Bangladesh’s apparel sector is under pressure from sluggish orders in the US and Europe, rising production costs, energy shortages, and financial constraints, according to industry insiders.
They further said that growing competition from China and India, along with the impending LDC graduation, could put additional pressure on the sector, though exports may rebound once international buyers adapt to the evolving global trade environment.
Despite being the backbone of the country’s export earnings—contributing over 80 percent of total exports—the RMG sector’s growth momentum has weakened amid global economic uncertainty and reduced buyer demand, they added.
“Sluggish orders from key Western markets, energy shortages, and financial constraints are the key reasons behind the slower pace of apparel exports during this period,” said Sparrow Group managing director Shovon Islam.
The performance of the apparel sector has a decisive influence on the country’s overall export growth.
According to data from the Export Promotion Bureau (EPB), RMG exports totalled $12.99 billion, reflecting a modest 1.40 percent year-on-year growth during the first four-month (July–October) period of the current fiscal year.
Bangladesh exported $12.81 billion worth of apparel in the same period last year.
This corroborates the trend, showing that garment exports in October of the current fiscal year fell by 8.39 percent compared to the same month last year.
In October 2025 alone, total RMG exports amounted to $3.02 billion, marking an 8.39 percent year-on-year decline from October 2024. Bangladesh exported apparel worth $3.29 billion during the same month last year.
By category, knitwear exports dropped 10.76 percent to $1.66 billion, and woven exports decreased 5.33 percent to $1.36 billion.
RMG exports, however, increased by 6.35 percent in October from the previous month (September) this year. Bangladesh exported apparel worth $2.89 billion in September.
Former BGMEA president Anwar-ul Alam Chowdhury (Parvez) said that Bangladesh’s main export markets—the US and Europe—have both been affected.
“Due to Trump-era tariffs, product prices in the US have risen, reducing buyers’ purchasing power and apparel demand. Meanwhile, China and India, facing similar tariffs, are redirecting exports to Europe at lower prices, hurting our market share there,” he explained.
The RMG sector’s performance is closely tied to back-to-back Letters of Credit (LCs).
According to Bangladesh Bank, the opening of such LCs fell by 10.63 percent in the first quarter (July–September) of the current fiscal year.
Similarly, LC settlements for capital machinery, intermediate goods, and raw materials have also declined.

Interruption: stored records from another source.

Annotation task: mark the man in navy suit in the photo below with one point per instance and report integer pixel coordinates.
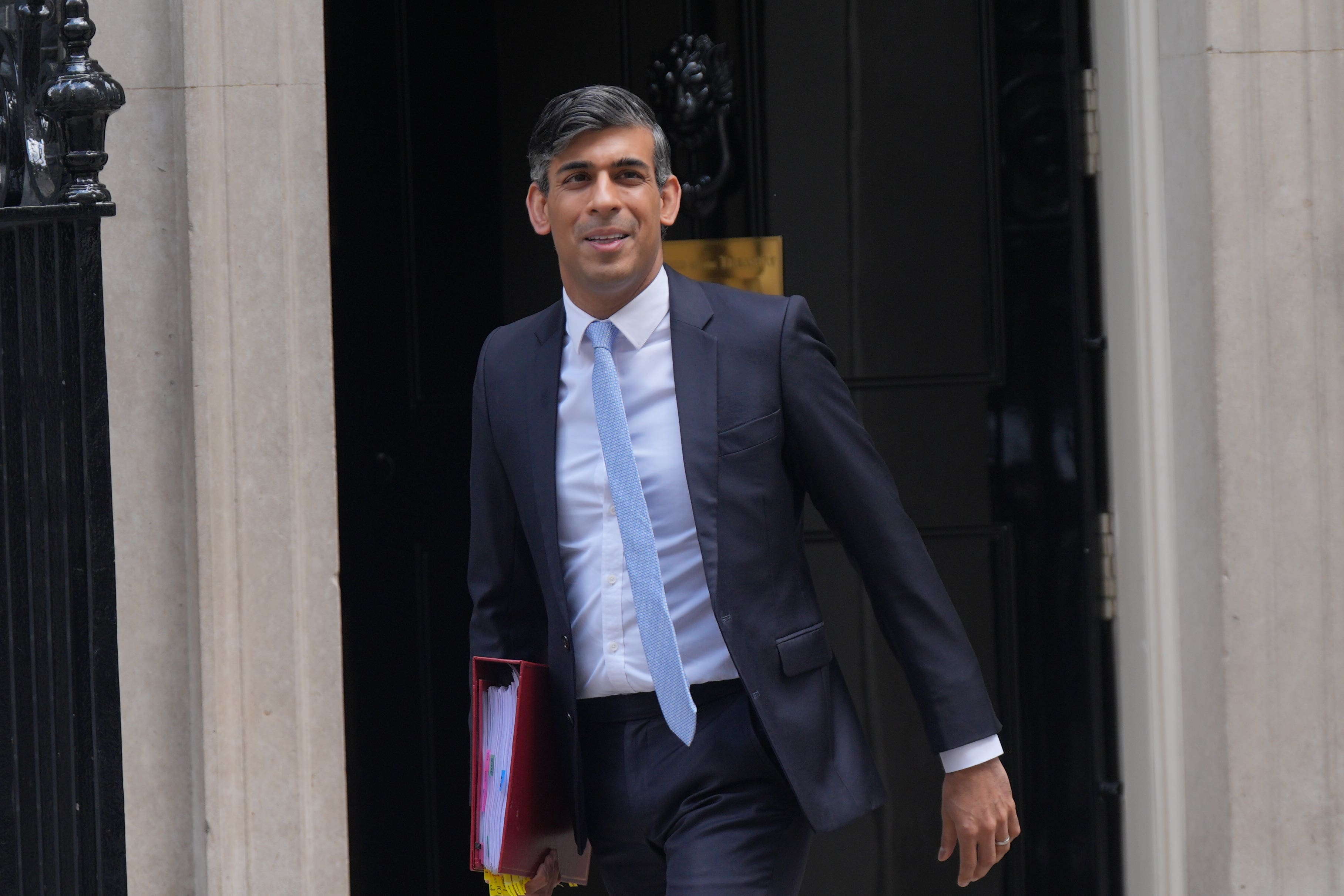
(640, 456)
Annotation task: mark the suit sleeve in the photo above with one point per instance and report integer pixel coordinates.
(853, 488)
(508, 614)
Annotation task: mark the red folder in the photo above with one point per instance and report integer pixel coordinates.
(535, 817)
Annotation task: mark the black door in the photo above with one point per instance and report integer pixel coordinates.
(923, 164)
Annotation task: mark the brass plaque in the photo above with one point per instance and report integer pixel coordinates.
(755, 264)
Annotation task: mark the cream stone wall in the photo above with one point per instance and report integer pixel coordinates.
(224, 448)
(1223, 253)
(1276, 88)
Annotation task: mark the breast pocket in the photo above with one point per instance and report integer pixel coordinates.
(750, 434)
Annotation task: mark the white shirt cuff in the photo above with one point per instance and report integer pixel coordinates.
(972, 754)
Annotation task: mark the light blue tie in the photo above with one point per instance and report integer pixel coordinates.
(642, 555)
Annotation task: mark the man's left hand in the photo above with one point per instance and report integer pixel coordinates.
(979, 815)
(546, 879)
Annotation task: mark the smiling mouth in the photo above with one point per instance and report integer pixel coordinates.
(607, 241)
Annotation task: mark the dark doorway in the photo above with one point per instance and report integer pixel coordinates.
(924, 164)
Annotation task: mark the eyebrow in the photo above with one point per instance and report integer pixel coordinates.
(580, 164)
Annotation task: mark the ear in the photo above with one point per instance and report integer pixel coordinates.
(537, 210)
(671, 195)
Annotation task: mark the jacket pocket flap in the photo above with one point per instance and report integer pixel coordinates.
(752, 433)
(804, 651)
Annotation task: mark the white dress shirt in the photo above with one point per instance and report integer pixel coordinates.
(608, 652)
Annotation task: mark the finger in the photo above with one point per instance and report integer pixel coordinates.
(986, 852)
(950, 839)
(1001, 836)
(967, 843)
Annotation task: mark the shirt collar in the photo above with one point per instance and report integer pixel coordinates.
(636, 320)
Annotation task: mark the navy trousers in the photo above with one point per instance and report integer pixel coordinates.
(713, 819)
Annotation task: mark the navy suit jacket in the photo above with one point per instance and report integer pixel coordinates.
(765, 420)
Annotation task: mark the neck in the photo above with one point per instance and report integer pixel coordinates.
(601, 301)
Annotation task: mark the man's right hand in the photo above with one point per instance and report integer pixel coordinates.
(548, 876)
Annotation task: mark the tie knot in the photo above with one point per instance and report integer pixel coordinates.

In the first quarter of the 2025–26 fiscal year, LC settlements for capital machinery dropped by 11 percent. In the 2024–25 fiscal year, imports of these essential industrial inputs had already fallen by 25.42 percent.
During the first quarter of the current fiscal year, LC settlements for intermediate goods and raw materials declined by 17.62 percent and 1.04 percent, respectively.
BKMEA President Mohammad Hatem said that the RMG sector is experiencing negative growth, with most international buyers cutting new orders and attempting to shift part of a 20 percent reciprocal duty onto Bangladeshi suppliers.
“Exporters cannot bear this additional burden amid rising production costs and tariff pressures. The industry and economy are now in the ICU, with around 80 percent of factories operating at a loss,” he said.
Hatem also warned that competition from China and India in the EU market could prolong the slowdown but hoped exports would recover once buyers adjust to the new tariff environment.
He further cautioned that LDC graduation could worsen the situation unless the government delays the process and provides stronger policy support to the export sector.